You’ve been looking at that loaded Stratocaster pickguard online for a while now but you’re unsure as to why you should replace ALL of the electronics in your prized Strat… and, at $299, it’s not cheap.
We’re going to help you make up your mind. One way or the other.
If you have a MIM Strat, a Squier Strat, a MIJ Strat, or a knockoff Strat of some kind, chances are that you, at some point will ponder changing out the pickups. Or the wiring. Or both.
Manufacturers want to make money. (who doesn’t?) They try to figure out how cheaply they can make a guitar and still inspire consumer confidence in that guitar enough to make you want to buy it. The problem is not what you can see: the neck, the body, the pickguard. That stuff is, usually, pretty flashy looking. The problem is what you CAN’T see… the electronics.
If you’re a manufacturer, it’s easy to skimp on the electronics… no one really sees it, if you’re thinking about buying a Squier, you’re not expecting it to be a great guitar anyway… but great electronics (assuming everything else on the guitar is ok) can make a cheap guitar sound GREAT!

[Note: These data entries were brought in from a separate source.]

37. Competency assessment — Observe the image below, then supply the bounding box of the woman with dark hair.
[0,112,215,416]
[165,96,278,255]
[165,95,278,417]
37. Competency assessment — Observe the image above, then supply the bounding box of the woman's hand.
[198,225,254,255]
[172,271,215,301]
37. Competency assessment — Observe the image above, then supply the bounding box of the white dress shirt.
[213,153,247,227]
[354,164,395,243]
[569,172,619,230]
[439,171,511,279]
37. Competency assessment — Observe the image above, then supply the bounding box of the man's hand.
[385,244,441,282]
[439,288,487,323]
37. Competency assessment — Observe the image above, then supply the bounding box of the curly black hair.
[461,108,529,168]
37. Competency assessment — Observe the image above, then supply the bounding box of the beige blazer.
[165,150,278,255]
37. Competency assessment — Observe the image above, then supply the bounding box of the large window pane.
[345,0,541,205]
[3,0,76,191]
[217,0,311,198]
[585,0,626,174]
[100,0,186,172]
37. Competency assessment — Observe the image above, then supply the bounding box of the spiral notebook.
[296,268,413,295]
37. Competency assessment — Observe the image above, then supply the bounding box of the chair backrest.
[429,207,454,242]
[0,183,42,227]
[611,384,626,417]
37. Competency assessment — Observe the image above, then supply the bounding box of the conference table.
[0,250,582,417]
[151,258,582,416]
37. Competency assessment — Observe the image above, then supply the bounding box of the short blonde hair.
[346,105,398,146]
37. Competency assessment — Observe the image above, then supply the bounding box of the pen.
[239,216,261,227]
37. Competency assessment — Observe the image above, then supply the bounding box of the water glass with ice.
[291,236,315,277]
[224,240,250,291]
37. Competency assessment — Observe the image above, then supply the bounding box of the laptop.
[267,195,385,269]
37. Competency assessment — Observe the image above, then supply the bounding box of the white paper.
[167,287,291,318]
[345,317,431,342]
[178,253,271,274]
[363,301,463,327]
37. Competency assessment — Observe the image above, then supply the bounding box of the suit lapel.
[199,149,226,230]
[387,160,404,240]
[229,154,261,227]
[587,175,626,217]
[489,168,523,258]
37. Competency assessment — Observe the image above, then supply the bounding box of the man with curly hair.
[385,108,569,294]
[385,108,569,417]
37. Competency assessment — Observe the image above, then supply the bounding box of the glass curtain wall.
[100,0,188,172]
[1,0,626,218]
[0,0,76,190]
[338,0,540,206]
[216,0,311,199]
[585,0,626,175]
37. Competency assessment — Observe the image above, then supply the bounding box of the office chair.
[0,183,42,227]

Upgrading the entire pickguard of electronics can give you more reliability and a higher quality of sound & tone. Better caps (paper-in-oil compared to cheap “chicklet” caps used by manufacturers), you get to choose the alnico makeup in your pickups (AL2, 3, 4, 5, or 8 magnets), you actually get to speak with the person that will be creating the loaded pickguard to tell him/her what kind of sound/tone you are looking for rather than just playing the cheap and very generic setup that came with your Squier.

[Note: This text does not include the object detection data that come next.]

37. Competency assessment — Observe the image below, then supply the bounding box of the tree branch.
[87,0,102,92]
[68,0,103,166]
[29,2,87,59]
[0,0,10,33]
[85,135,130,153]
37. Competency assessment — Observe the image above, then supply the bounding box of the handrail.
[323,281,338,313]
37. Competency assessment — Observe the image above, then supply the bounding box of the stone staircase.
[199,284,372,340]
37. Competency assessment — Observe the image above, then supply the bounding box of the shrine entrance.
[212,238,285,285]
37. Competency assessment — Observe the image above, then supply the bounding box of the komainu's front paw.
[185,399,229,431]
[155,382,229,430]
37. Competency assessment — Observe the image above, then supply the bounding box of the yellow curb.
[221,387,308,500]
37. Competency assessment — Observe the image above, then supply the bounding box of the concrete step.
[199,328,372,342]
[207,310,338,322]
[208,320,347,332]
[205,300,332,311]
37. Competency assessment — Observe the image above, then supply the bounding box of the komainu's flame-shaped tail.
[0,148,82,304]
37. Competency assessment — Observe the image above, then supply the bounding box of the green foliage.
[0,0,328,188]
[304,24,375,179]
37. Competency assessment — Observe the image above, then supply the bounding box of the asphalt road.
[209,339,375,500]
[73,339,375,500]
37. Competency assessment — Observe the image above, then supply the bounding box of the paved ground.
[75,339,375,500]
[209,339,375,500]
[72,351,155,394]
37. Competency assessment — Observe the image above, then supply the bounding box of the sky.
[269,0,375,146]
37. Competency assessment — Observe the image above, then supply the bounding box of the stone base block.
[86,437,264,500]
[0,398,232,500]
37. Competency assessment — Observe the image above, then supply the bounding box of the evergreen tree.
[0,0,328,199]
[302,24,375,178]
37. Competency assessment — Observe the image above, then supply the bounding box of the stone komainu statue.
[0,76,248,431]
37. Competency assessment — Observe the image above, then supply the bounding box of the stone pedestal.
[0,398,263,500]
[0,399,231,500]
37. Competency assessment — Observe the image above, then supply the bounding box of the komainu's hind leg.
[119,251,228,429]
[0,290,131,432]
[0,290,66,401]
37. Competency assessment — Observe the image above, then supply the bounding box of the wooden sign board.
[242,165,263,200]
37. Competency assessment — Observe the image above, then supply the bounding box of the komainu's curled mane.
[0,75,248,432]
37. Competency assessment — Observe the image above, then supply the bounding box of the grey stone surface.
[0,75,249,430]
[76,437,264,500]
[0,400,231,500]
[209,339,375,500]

The builder will ask what kind of music that you plan to play with it… what kind of tone will you want out of it… Are you a strummer? Or a picker/lead player? Are you looking for a nice, crisp, clear string definition? Or do you want it to break up quickly creating a gravely, bluesy tone?

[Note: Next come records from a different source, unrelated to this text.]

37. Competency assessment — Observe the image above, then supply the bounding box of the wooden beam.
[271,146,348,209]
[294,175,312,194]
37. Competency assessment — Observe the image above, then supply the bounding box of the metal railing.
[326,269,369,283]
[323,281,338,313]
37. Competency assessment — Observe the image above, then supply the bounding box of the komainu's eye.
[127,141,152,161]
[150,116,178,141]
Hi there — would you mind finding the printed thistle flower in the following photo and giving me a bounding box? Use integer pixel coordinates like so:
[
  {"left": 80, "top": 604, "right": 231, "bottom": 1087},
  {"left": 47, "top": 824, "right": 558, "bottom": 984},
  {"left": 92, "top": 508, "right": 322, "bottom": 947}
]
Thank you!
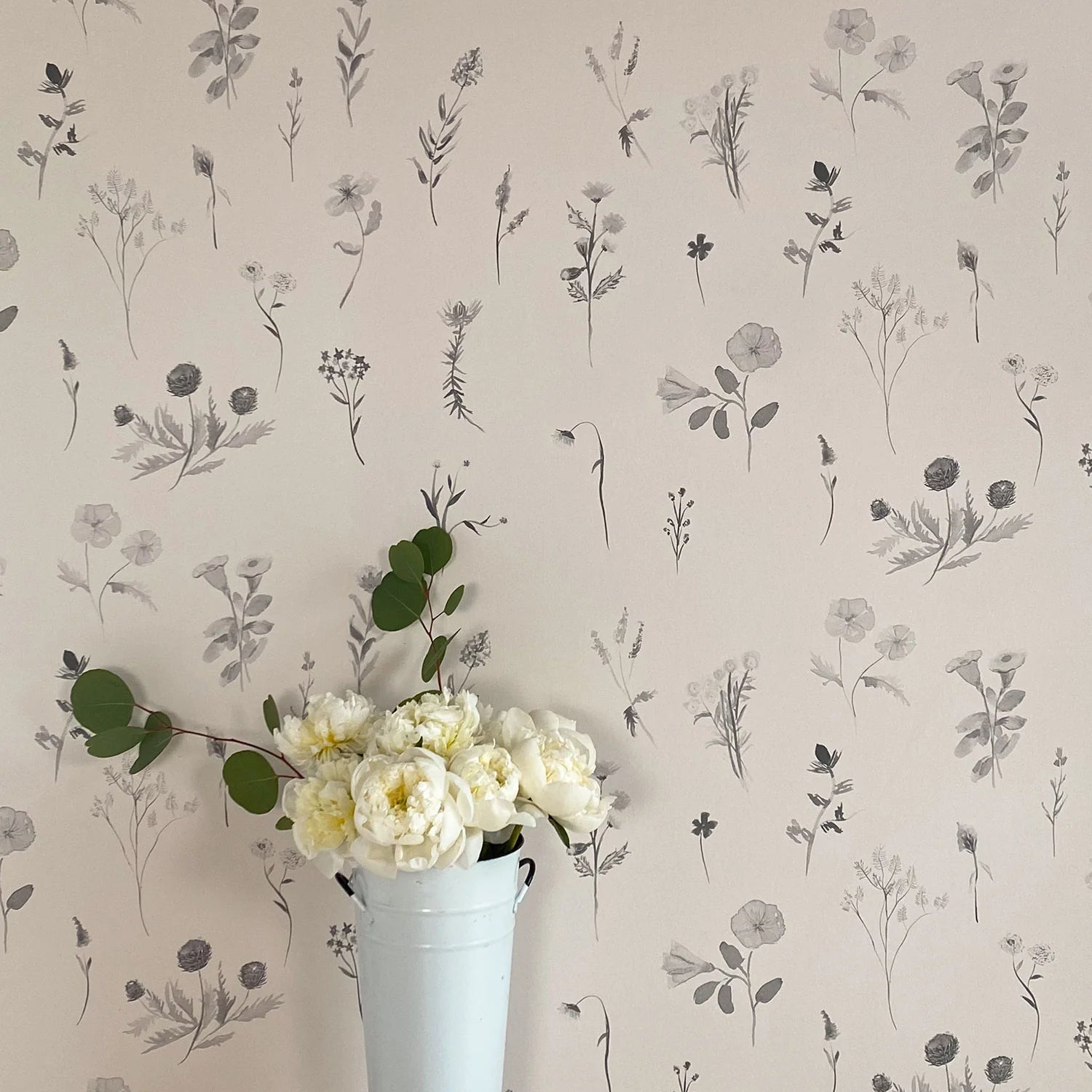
[
  {"left": 729, "top": 899, "right": 786, "bottom": 948},
  {"left": 167, "top": 364, "right": 201, "bottom": 399},
  {"left": 823, "top": 8, "right": 876, "bottom": 57},
  {"left": 178, "top": 939, "right": 212, "bottom": 974},
  {"left": 240, "top": 960, "right": 266, "bottom": 989},
  {"left": 925, "top": 1031, "right": 959, "bottom": 1066},
  {"left": 925, "top": 456, "right": 959, "bottom": 493},
  {"left": 227, "top": 387, "right": 258, "bottom": 417}
]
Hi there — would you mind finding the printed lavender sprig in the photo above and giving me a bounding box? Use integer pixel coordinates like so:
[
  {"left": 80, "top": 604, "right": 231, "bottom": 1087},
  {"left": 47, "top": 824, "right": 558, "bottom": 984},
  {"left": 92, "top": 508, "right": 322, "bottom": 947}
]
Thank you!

The downside, of course, is the cost… usually $250-$350. And, if you just wanted an inexpensive guitar to beat around on, it may not make sense to spend more than the cost of the guitar to upgrade the electronics. Here are the questions that we ask a player when it comes to upgrading the complete electronics package: Does it play well? Does the neck feel good in your hands? Is the action good? Does it stay in tune when you play it?
If you answered “Yes” to those questions, your guitar might be a good candidate for a new, custom-built, loaded pickguard.